It was almost a case of “Watch yourself, sunshine.” with the Supreme Court of Victoria making it quite clear to a group of senior federal ministers just where the lines are drawn and giving three senior ministers a good and fairly public whack around the ears.
Three Federal ministers Health Minister Greg Hunt, Human Services Minister Alan Tudge and Assistant Minister to the Treasurer Michael Sukkar (all lawyers) were hauled before the Supreme Court for speaking out about the leniency of sentences handed down by the Victorian courts on terrorism charges.
Chief Justice Marilyn Warren said the comments were “fundamentally wrong” and that the delay in apologising was “regrettable and aggravated the contempt”.
Which is code for, “If this matter came before me, you would all be found guilty of contempt.” This would mean they would probably all be disbarred from holding their seats in Parliament.
The Turnbull government currently has a majority of one in the Lower House and this would mean the government would lose its majority and be forced to hold three by-elections which it would probably have a reasonable chance of winning. But trailing 53–47 in the polls, it probably wasn’t a chance that Malcolm Turnbull really wanted to take.
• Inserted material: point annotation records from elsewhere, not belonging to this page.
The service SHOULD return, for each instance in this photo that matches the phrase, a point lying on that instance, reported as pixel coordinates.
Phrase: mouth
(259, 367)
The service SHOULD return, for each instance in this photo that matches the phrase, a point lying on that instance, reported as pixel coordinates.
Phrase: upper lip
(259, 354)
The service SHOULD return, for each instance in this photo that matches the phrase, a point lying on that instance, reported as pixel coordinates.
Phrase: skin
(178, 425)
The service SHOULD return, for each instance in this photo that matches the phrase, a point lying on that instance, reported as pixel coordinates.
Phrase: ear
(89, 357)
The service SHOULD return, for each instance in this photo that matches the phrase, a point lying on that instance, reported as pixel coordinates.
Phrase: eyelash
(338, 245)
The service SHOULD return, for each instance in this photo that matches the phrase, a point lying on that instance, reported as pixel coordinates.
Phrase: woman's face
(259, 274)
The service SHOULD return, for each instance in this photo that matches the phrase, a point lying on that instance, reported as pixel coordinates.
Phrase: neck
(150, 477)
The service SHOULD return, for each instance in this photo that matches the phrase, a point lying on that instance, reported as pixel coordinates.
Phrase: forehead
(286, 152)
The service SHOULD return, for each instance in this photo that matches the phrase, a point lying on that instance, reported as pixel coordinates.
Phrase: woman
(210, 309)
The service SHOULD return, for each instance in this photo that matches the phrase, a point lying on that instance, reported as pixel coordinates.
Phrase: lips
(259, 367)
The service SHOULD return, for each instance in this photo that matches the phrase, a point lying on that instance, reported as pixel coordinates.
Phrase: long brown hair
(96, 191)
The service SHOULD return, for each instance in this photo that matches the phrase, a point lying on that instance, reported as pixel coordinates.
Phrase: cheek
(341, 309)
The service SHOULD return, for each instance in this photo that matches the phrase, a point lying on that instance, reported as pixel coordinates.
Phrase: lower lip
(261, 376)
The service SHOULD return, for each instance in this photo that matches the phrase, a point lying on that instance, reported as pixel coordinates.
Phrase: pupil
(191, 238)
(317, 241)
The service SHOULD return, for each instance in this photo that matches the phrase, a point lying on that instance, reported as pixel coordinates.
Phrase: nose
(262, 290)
So despite a bit of huffing and puffing from the Prime Minister and Deputy Prime Minister everybody has gone strangely silent on the issue.
Except the three ministers who said, ” We have realised we should have offered an unconditional apology to the court. We offer that apology now and unreservedly withdraw all comments. It’s clear just how inaccurate our understanding was.”
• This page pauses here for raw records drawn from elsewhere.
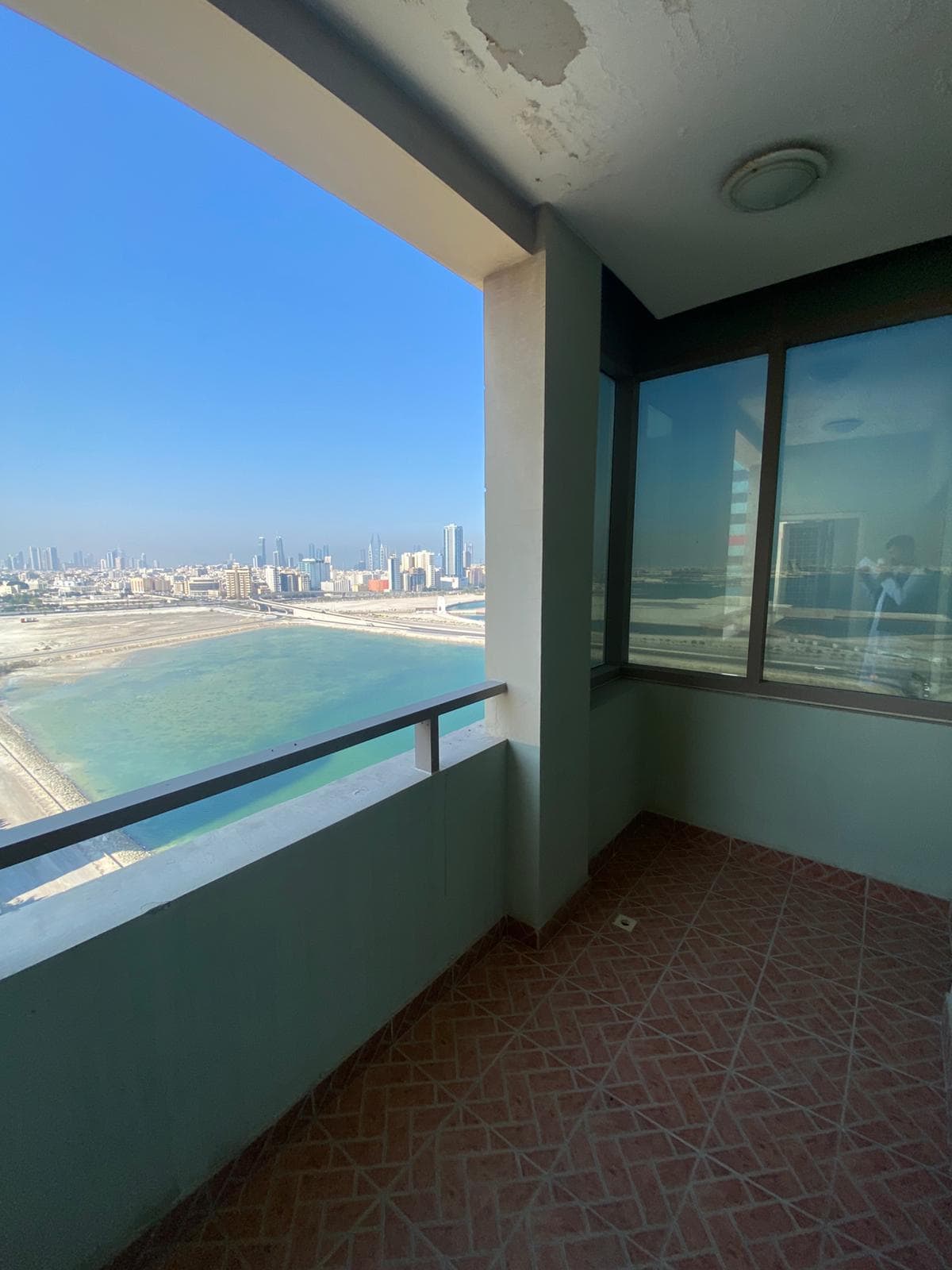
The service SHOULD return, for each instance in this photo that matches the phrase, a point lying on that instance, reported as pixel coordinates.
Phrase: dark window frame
(639, 348)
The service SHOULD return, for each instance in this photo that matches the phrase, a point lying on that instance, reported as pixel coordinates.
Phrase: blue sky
(197, 346)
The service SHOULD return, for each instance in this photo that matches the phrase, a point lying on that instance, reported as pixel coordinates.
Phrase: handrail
(67, 829)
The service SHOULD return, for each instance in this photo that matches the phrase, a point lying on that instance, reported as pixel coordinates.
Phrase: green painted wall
(137, 1064)
(861, 791)
(621, 768)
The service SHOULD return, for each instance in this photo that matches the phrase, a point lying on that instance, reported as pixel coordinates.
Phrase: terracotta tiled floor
(749, 1080)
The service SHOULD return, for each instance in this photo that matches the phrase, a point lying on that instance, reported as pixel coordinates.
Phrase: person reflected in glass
(896, 586)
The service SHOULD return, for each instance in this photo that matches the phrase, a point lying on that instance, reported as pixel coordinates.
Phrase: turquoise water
(168, 711)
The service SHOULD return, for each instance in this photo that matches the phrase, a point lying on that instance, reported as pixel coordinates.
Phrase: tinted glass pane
(603, 507)
(863, 548)
(698, 471)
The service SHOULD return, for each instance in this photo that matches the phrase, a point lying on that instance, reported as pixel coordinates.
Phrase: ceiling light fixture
(774, 179)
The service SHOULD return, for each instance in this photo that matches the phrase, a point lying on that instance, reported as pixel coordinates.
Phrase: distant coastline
(67, 647)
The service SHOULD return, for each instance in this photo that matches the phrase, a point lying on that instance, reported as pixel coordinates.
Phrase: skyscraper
(376, 558)
(317, 572)
(454, 552)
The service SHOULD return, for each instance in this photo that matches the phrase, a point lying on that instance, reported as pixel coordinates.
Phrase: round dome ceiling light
(774, 179)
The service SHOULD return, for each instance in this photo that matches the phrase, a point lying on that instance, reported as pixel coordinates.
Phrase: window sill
(797, 694)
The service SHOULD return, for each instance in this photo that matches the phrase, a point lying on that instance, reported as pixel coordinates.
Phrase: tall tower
(374, 554)
(454, 552)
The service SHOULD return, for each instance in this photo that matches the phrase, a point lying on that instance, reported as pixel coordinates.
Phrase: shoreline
(32, 787)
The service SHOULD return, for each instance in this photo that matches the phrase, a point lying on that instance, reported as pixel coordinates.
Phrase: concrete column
(543, 359)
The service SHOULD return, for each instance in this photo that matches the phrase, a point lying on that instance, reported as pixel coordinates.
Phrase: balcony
(750, 1075)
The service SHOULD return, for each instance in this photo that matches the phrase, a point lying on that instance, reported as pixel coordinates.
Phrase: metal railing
(67, 829)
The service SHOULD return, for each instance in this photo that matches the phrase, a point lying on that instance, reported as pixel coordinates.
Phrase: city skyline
(372, 559)
(190, 327)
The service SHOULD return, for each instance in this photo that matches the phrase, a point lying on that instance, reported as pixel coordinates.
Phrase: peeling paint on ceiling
(537, 38)
(626, 114)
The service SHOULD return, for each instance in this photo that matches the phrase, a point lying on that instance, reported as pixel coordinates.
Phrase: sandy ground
(63, 647)
(67, 645)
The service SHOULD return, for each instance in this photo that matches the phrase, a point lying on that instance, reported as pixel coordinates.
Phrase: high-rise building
(202, 588)
(238, 582)
(376, 554)
(317, 572)
(454, 552)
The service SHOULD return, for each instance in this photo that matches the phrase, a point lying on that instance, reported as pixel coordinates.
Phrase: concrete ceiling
(628, 114)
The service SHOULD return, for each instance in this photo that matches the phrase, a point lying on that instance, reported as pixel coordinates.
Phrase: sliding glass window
(605, 451)
(861, 592)
(696, 498)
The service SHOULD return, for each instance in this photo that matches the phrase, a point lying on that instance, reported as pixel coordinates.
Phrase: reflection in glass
(696, 495)
(862, 575)
(603, 507)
And it was not a case of what Prime Minister Malcolm Turnbull argued when he said in defending the three ministers, arguing the courts “cannot be and are not immune from criticism, which may extend to robust observations of a particular decision or penalty”.
What happened here was that the ministers made their commentary while the Supreme Court was considering the case of a specific terrorist and the Ministers’ comments could be seen as an attempt to influence the outcome of the specific trial and this is something that the Chief Justice is rightly sensitive about.
If parliamentarians and the electorate, in general, are unhappy about the sentences that are handed down for terrorist offences then Parliament can change the laws and the courts will then enact those laws.
It is good to know that “robust observations” can be directed at politicians who cannot be and are not immune from criticism” nor from the consequences of their public statements.